One thing that my Pilates clients learn is that doing exercise slowly makes a big difference. It’s not always necessary to load on more and more weight to get stronger. By slowing down the speed while lifting and lowering weights stresses the muscle and forces it to get stronger.
Here is the mother of all myths when it comes to muscles. How many times have I been asked if by stopping weight training, will my muscles will turn to fat? This question does have a simple answer. No! Muscle and fat are two distinct types of tissue, so it’s physiologically impossible for one to “turn into” the other. Muscle will lose tone, however, if it’s not used, which may result in a flabby appearance where you used to be solid, and if you don’t adjust your diet and workout after you quit training, some of that food you’re eating could turn to fat.
Old age comes to us all
Getting older doesn’t mean giving up muscle strength. Not only can adults fight the battle of strength and muscle loss that comes with age, but the Golden Years can be a time to get stronger, says recent research from the USA.
Resistance exercise is a great way to increase lean muscle tissue and strength capacity so that people can function more readily in daily life, Through resistance training, adults can improve their ability to do anything that requires manipulating their own body mass through a full range of motions.

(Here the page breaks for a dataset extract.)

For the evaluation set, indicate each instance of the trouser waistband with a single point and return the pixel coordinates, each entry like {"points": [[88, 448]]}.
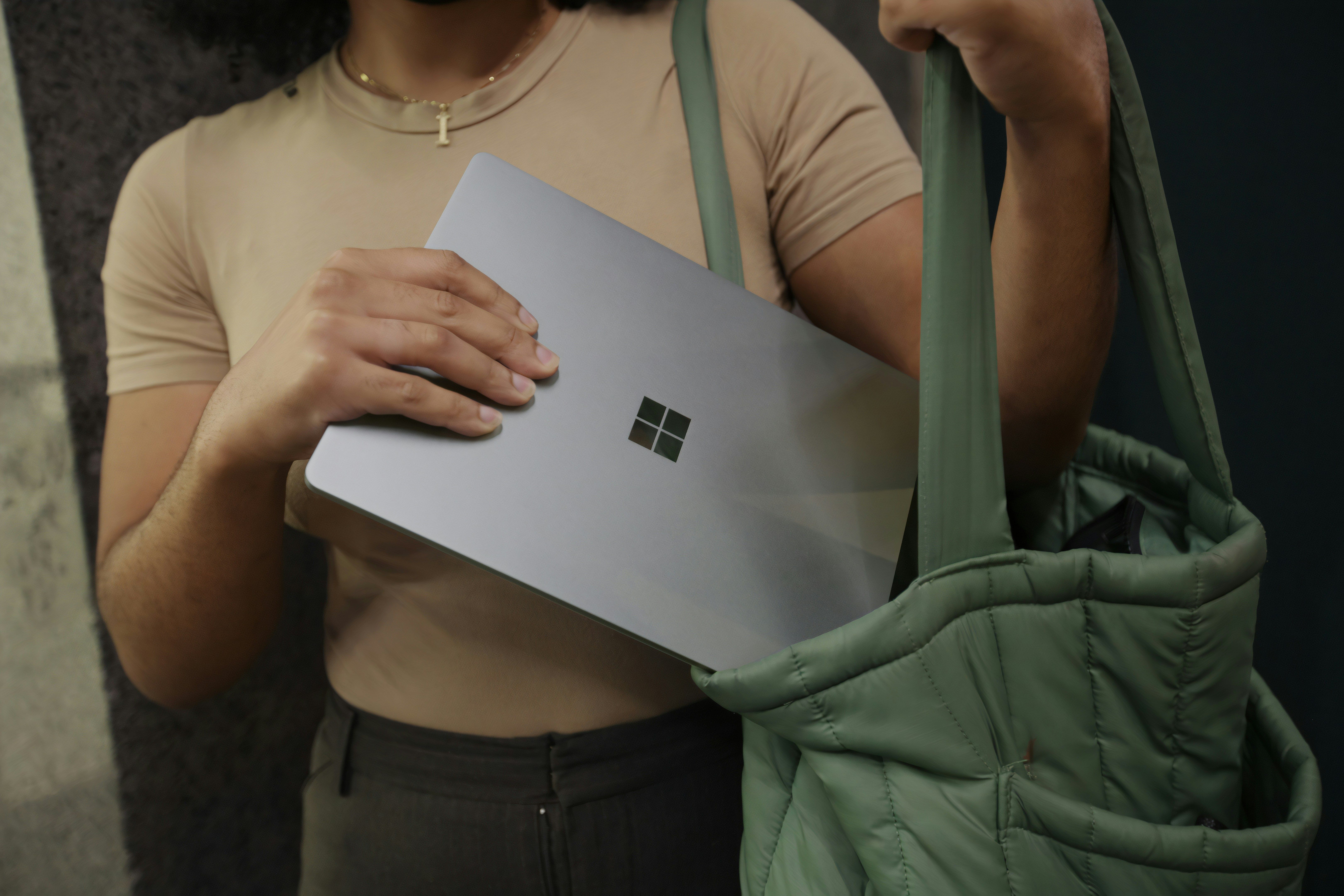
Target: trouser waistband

Normally, adults who are sedentary beyond age 50 can expect muscle loss of up to 0.4 pounds a year. That only worsens as people age. But even earlier in adulthood; the 30s, 40s and 50s, you can begin to see declines if you do not engage in any strengthening activities.

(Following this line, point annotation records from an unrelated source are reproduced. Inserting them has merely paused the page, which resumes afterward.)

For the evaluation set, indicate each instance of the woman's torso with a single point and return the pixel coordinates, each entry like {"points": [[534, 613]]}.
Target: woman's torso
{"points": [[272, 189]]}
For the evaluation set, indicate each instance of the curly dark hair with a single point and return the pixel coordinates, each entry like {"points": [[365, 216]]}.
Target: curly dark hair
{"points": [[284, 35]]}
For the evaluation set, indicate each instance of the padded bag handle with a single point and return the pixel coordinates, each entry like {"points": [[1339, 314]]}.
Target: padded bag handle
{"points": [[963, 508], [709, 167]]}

Recent analyses of current research show that the most important factor in somebody’s function is their strength capacity. No matter what age you are, you can experience significant strength improvement with progressive resistance exercise. This means that the amount of weight used, and the frequency and duration of training sessions is altered over time to accommodate improvements.
Evidence shows that after an average of 18-20 weeks of progressive resistance training, an adult can add 2.42 pounds of lean muscle to their body mass and increases their overall strength by 25-30%.
Recommendations for those over 50
Anyone over age 50 should strongly consider participating in resistance exercise. A good way for to start, especially for people who are relatively sedentary, and after getting permission from their doctor to do so, is to use their body mass as a load for exercises. Such exercises you can do include exercises that progress through a full range of motion, such as Pilates and Yoga.
Transition to the gym
After getting accustomed to these activities, you can move on to more advanced resistance training in a gym, with the help of a fitness professional. You should feel comfortable asking a trainer whether they have experience working with aging adults. I suggest that you participate in strengthening exercise two days per week as the minimum.
Don’t forget to progress
As resistance training progresses and weights and machines are introduced, you should keep in mind the need for increased resistance and intensity of your training to continue building muscle mass and strength. A good fitness professional can help plan an appropriate training regimen, and make adjustments based on how you respond as you progress. Progressive resistance training should be encouraged among healthy older adults to help minimize the loss of muscle mass and strength as they age.
So there you have it, a quick and simple guide that I hope will help and encourage you to reach greater heights this year than ever before. Good luck. Let me know if you need any help.